Author Response File: Author Response.pdf
Reviewer 2 Report
This article proposes a ship static data imputation method based on generative adversarial networks (GAN). Since the authors claim that their proposed method can improve the Generative Adversarial Imputation Nets (GAIN) using Wasserstein distance and gradient penalty and optimize the data preprocessing process by combining knowledge from the ship domain. Therefore the following comments are suggested.
1. It is suggested to rewire the abstract and highlight the novelty and findings of this study.
2. This study suffers from a lack of a deep literature review of the problem of this study.
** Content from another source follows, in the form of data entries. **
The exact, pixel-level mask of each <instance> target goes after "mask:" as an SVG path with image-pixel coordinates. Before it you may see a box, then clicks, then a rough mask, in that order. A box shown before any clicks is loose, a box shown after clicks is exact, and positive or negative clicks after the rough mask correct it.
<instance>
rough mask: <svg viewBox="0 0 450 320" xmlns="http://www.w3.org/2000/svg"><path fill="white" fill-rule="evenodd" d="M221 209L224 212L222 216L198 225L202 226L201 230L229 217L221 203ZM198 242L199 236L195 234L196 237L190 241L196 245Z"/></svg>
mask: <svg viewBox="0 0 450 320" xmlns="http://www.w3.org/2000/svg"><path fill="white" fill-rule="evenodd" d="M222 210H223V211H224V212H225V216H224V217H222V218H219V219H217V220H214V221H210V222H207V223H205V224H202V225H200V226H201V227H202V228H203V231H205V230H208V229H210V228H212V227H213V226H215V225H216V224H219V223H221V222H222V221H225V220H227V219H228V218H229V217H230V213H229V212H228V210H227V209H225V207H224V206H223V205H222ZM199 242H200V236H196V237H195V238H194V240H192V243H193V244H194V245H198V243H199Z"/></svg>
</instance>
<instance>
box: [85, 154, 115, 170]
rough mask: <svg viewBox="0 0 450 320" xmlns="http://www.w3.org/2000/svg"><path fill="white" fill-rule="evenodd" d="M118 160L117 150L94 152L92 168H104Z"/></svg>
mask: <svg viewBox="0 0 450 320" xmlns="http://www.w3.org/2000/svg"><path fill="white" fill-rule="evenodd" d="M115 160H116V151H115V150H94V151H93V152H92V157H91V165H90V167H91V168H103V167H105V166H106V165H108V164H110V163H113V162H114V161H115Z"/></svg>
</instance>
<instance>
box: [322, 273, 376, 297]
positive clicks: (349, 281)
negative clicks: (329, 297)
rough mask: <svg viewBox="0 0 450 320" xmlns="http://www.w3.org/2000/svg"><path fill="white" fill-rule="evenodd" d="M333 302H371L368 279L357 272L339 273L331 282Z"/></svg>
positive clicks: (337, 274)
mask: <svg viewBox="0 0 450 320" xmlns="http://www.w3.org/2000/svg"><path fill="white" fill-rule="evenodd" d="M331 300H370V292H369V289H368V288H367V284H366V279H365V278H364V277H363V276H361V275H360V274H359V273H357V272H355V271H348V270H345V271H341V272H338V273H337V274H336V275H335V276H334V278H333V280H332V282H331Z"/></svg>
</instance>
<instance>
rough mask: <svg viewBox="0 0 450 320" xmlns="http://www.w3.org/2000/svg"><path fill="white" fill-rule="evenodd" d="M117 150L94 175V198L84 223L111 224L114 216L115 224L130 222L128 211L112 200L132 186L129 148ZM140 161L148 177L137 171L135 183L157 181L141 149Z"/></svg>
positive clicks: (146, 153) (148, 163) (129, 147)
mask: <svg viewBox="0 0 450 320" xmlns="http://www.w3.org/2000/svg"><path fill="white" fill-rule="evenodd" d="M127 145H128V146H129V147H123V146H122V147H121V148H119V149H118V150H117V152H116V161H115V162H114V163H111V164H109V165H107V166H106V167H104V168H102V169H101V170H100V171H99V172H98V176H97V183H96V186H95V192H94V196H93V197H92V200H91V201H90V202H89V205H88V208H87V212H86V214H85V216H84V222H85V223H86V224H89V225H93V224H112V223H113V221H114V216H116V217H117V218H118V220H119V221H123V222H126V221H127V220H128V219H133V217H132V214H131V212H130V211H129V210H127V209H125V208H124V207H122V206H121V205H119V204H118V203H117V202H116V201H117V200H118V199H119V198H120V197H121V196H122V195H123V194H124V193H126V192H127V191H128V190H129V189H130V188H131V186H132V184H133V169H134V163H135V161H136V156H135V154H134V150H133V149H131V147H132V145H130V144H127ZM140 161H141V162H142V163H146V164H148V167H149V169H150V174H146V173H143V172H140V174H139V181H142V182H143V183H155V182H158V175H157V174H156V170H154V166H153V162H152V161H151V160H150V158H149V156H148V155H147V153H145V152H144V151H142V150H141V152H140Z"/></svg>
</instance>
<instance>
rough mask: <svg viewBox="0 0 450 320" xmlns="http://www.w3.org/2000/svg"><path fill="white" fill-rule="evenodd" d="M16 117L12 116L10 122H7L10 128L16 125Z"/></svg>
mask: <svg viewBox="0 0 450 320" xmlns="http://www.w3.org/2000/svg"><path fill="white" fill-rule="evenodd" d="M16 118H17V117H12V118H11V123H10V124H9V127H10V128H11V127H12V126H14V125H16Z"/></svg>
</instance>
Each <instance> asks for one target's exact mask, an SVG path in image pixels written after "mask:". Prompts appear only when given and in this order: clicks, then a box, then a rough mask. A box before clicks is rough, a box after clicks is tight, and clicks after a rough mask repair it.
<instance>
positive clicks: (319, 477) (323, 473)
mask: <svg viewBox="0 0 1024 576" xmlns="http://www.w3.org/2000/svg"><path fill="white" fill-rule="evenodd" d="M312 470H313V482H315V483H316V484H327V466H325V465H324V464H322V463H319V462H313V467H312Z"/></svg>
It is suggested to boost this section and the related paper, such as A hybrid imputation method for multi-pattern missing data: A case study on type II diabetes diagnosis can be considered.
3. The contribution of this study should be summarized at the end of the introduction.
4. Please clarify equations 4-6.
5. It is recommended to boost the description of Figures 2 and 3 and add more detail in the related section.
6. The methods used for each box in figure 1 are unclear, and the pseudocode is recommended.
7. The authors are recommended to state the claims of this study and related experimental evaluation, which can support or satisfy them.
8. It is recommended to report the accuracy and precision of the proposed model before and after imputation.
9. It is recommended to design an experimental evaluation and investigate the impact of generative adversarial imputation nets using Wasserstein distance and gradient penalty.
Author Response
Please see the attachment.
Author Response File: Author Response.pdf
Round 2
Reviewer 1 Report
The authors have adressed all of my comments appropriately.
Reviewer 2 Report
The authors have responded to most comments, and the revised manuscript is eligible for publishing.